In order for me to not like something (or even hate it), I have to think about it in an unfavorable way. Otherwise it just is what it is. So in order to dislike anything, that dislike has to be grounded in/made up of thought. Since I don’t have to think anything, I can let go of those thoughts and open up to new possibility.

The moment I recognize my dislike of some tasks over others as being learned and arbitrary (as opposed to being the nature of the task or part of my genetic make-up), my intention to fall in love with it will literally cause me to begin seeing it differently. My sense of possibility will keep me going past those moments when I still find myself getting frustrated or bored with things along the way. And my level of thought recognition will allow me to more easily dismiss habitual thoughts of dislike that may arise along the way.

Here are some questions that will assist you in putting these ideas to work in your own work and world:

1. What’s something you don’t like (or even hate) doing but you know needs to be done anyways?

2. Can you see that if you loved it you’d approach it differently than you do now? Would that different approach make you more productive, effective, and/or efficient?

3. What’s your current definition of the thing you don’t like? Can you see that definition (by definition) must be made of thought?

4. If intention mattered, would you aim yours towards falling in love (or at least learning to love) with this thing?

5. Have you ever heard of anyone loving the thing you dislike? Have you ever had moments where you disliked it more or less than you do now? What do you make of that?

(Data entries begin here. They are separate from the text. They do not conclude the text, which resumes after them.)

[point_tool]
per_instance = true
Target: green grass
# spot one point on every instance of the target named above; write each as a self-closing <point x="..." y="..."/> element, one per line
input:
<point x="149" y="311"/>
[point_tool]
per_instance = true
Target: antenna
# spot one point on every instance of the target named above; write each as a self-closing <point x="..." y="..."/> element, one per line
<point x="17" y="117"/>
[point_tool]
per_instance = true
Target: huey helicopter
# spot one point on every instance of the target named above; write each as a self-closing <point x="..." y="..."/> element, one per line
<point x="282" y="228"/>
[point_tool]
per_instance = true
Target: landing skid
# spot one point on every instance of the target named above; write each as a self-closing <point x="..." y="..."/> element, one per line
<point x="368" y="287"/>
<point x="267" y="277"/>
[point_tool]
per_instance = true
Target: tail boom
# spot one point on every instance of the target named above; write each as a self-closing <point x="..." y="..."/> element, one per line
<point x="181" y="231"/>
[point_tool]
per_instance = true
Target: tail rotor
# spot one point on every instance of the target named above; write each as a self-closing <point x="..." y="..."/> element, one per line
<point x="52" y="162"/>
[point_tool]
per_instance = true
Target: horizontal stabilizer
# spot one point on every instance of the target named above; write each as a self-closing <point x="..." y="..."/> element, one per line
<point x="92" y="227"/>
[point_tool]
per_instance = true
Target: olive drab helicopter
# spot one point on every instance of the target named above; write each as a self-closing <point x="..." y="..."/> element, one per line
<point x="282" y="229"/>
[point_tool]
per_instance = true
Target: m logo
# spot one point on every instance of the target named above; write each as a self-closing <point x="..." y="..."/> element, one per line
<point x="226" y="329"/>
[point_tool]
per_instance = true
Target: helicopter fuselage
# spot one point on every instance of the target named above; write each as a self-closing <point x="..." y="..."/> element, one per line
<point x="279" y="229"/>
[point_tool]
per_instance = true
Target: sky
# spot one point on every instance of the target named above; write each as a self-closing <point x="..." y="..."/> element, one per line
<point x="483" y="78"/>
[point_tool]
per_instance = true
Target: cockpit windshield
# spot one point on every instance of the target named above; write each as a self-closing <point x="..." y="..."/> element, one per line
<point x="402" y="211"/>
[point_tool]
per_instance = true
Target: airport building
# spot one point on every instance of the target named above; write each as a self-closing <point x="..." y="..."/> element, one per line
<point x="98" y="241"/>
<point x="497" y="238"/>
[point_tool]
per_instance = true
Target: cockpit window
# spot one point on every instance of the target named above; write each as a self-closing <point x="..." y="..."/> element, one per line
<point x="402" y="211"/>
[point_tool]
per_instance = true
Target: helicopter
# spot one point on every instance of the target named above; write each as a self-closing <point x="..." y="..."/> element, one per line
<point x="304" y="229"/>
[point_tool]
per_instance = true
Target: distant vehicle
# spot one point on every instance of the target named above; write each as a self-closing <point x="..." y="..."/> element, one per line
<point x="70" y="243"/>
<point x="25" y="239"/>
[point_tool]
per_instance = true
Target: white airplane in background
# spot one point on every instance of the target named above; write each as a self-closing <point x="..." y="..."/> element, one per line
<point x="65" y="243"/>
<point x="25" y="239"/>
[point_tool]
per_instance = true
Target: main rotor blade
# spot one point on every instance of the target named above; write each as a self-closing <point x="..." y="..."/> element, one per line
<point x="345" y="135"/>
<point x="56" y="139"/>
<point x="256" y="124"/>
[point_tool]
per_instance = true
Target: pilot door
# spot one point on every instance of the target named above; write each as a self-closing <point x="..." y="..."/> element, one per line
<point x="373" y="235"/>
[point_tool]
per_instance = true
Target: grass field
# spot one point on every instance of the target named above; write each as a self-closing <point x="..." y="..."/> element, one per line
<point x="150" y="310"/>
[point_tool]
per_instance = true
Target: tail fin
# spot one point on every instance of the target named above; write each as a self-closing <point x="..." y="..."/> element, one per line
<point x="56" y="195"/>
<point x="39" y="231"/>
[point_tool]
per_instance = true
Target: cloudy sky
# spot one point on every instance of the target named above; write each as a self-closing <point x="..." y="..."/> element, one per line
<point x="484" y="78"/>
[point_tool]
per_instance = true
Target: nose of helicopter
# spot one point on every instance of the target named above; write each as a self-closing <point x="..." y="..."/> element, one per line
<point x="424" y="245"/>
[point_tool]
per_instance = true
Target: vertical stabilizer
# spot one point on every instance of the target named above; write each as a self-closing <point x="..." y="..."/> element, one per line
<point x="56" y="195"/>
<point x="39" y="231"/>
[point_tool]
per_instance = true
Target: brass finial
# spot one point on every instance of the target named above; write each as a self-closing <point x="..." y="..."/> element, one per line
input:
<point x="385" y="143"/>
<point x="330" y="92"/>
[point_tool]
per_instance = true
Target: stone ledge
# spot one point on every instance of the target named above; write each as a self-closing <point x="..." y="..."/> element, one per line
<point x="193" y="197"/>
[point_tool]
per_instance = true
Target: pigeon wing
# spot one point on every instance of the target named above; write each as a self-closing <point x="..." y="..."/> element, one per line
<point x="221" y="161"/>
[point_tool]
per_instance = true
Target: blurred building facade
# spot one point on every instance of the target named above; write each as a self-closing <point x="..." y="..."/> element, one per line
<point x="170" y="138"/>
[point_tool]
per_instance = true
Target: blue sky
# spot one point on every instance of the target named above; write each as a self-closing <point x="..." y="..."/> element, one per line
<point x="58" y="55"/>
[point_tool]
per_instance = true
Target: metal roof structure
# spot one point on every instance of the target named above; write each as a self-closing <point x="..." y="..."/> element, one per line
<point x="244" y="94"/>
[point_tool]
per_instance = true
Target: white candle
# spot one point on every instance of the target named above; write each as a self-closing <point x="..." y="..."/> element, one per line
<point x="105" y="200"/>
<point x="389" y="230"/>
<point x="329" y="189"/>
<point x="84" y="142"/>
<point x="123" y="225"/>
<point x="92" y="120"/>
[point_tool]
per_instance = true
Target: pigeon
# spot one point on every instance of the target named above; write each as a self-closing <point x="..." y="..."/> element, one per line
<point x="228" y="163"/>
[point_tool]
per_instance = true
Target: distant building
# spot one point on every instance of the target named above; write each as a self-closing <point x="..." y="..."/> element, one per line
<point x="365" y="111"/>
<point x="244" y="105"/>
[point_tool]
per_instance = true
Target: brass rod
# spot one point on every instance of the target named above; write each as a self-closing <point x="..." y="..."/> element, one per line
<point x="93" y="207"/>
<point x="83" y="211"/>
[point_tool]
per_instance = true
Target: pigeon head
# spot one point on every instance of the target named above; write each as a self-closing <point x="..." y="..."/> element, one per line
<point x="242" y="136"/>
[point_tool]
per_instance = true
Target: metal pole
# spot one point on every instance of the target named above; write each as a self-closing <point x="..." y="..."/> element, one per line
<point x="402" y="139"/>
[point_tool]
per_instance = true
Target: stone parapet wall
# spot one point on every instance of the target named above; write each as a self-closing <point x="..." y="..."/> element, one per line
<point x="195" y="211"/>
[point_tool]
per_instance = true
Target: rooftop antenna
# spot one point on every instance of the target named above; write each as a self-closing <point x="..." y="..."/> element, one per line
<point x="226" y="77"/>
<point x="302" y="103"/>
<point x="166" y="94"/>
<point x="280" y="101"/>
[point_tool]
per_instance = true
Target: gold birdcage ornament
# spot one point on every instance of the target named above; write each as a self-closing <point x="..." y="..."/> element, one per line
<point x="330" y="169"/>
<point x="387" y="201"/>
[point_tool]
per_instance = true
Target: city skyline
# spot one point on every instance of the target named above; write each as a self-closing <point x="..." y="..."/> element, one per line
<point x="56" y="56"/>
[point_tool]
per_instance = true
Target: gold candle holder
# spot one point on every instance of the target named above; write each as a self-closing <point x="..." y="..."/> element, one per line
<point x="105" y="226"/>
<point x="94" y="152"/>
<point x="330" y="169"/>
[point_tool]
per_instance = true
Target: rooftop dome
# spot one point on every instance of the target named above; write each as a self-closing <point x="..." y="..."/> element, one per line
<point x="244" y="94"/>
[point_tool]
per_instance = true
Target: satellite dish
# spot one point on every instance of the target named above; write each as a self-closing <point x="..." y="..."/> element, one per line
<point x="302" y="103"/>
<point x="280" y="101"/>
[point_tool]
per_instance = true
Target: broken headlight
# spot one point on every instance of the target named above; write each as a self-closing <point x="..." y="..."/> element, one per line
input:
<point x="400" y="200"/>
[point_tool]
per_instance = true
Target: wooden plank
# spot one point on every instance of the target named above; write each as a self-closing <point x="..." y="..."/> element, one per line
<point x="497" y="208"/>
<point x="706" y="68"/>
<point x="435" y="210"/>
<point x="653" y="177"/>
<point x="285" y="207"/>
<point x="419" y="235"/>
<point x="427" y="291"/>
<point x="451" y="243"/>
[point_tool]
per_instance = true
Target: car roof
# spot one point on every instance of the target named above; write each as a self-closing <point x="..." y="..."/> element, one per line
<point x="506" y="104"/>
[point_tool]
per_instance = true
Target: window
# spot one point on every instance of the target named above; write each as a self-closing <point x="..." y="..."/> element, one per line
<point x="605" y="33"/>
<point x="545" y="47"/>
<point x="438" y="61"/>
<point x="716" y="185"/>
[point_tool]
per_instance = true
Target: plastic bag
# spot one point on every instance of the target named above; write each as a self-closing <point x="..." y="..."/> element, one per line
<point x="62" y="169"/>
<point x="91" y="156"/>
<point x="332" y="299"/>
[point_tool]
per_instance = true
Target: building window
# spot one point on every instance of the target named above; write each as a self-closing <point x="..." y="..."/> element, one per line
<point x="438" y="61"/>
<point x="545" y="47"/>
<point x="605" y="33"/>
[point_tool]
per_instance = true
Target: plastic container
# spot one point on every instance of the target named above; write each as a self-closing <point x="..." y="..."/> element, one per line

6. Does your dislike of that thing seem learned and arbitrary or “built-in to the system”?

In some ways, this last question is the critical one. Because the second we begin to recognize that love is the default in the human system, it means that anything we don’t feel love or at least compassion for must be a creation of our own mind. And the wonderful thing about minds is that they’re made to change for the better…

What do you see for yourself about this?